Erigeron porsildii

Scientific classification
- Kingdom: Plantae
- Clade: Tracheophytes
- Clade: Angiosperms
- Clade: Eudicots
- Clade: Asterids
- Order: Asterales
- Family: Asteraceae
- Genus: Erigeron
- Species: E. porsildii
- Binomial name: Erigeron porsildii G.L.Nesom & D.F.Murray
- Synonyms: Erigeron grandiflorus subsp. arcticus A.E.Porsild 1975, not E. arcticus Rouy 1903;

= Erigeron porsildii =

- Genus: Erigeron
- Species: porsildii
- Authority: G.L.Nesom & D.F.Murray
- Synonyms: Erigeron grandiflorus subsp. arcticus A.E.Porsild 1975, not E. arcticus Rouy 1903

Species of flowering plant

Erigeron porsildii is an Arctic species of flowering plant in the family Asteraceae known by the common name Porsild's Arctic fleabane. It has been found in Alaska, Yukon, and the Northwest Territories.

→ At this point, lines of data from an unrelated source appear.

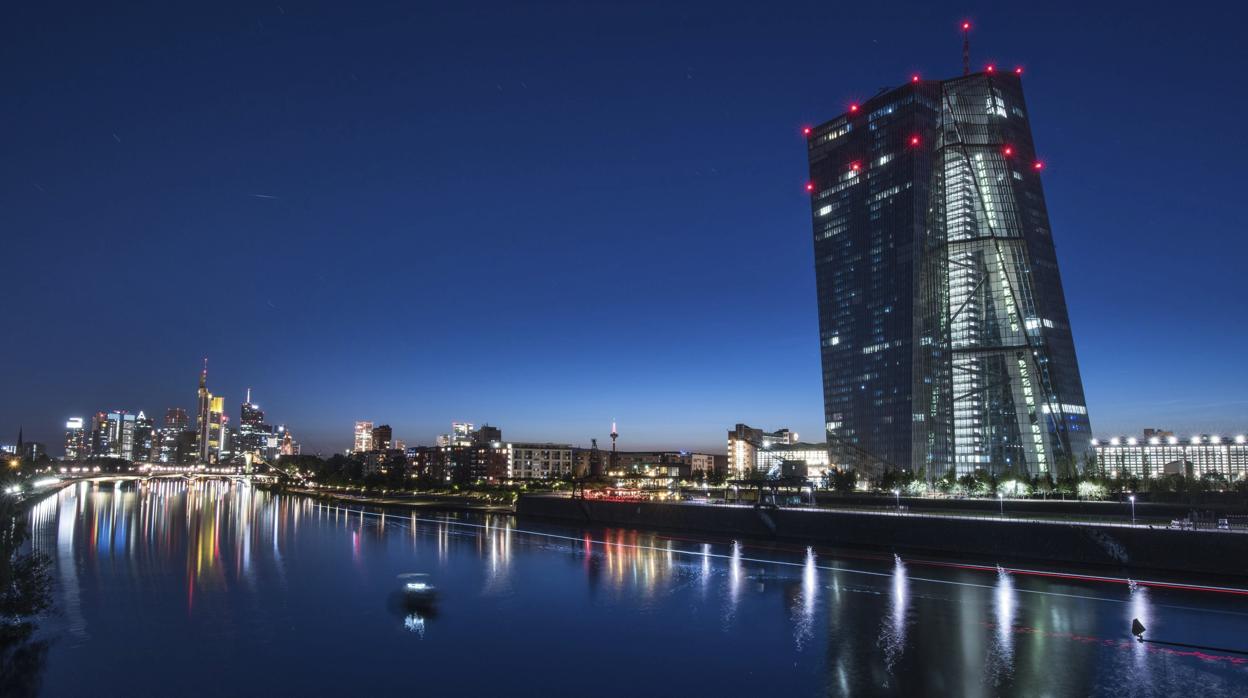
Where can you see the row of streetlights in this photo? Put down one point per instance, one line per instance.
(1001, 500)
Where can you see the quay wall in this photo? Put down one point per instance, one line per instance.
(1125, 548)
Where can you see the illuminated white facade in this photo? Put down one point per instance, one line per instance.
(1157, 456)
(74, 438)
(755, 452)
(363, 441)
(538, 460)
(770, 462)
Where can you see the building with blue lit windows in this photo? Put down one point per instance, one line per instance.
(944, 332)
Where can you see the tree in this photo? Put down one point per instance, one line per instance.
(25, 591)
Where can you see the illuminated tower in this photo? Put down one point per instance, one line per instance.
(210, 421)
(614, 455)
(363, 437)
(204, 400)
(944, 332)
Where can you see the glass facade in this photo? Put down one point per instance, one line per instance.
(944, 331)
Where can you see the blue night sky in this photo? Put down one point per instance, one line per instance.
(552, 216)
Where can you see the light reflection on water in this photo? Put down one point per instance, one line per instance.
(184, 573)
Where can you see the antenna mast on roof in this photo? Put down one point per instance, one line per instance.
(966, 48)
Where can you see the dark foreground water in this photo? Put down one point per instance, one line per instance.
(216, 588)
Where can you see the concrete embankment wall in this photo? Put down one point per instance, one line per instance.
(1117, 547)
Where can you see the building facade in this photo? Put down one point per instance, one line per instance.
(1158, 455)
(944, 331)
(538, 461)
(744, 442)
(75, 440)
(210, 421)
(382, 437)
(363, 437)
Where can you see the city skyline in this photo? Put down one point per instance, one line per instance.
(694, 321)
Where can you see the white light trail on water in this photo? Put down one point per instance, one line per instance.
(735, 558)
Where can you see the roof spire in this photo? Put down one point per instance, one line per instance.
(966, 48)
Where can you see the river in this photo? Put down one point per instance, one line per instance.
(201, 588)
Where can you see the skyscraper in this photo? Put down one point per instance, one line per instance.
(145, 440)
(210, 420)
(944, 331)
(382, 437)
(363, 441)
(253, 433)
(171, 440)
(74, 438)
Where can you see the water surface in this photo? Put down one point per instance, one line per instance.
(221, 588)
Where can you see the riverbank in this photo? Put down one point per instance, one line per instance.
(1122, 547)
(422, 501)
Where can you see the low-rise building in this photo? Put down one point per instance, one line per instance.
(541, 461)
(1157, 456)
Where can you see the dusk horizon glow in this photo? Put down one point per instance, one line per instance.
(548, 219)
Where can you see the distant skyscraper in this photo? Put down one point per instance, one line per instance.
(119, 437)
(253, 433)
(210, 421)
(175, 417)
(383, 437)
(97, 441)
(74, 438)
(145, 440)
(363, 437)
(944, 330)
(171, 440)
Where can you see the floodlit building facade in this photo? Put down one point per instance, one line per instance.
(745, 443)
(542, 461)
(363, 441)
(1158, 456)
(74, 438)
(944, 331)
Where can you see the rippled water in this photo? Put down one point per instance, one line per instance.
(209, 588)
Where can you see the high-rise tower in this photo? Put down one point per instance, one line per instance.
(210, 421)
(944, 332)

Erigeron porsildii is a perennial herb up to 25 centimeters (10 inches) tall, spreading by means of underground rhizomes. Leaves and stems are covered with many hairs The plant generally produces only one flower head per stem. Each head has 65–110 blue, lavender, or white ray florets surrounding numerous yellow disc florets. The species grows on cliffs, talus, gravel, and dry tundra.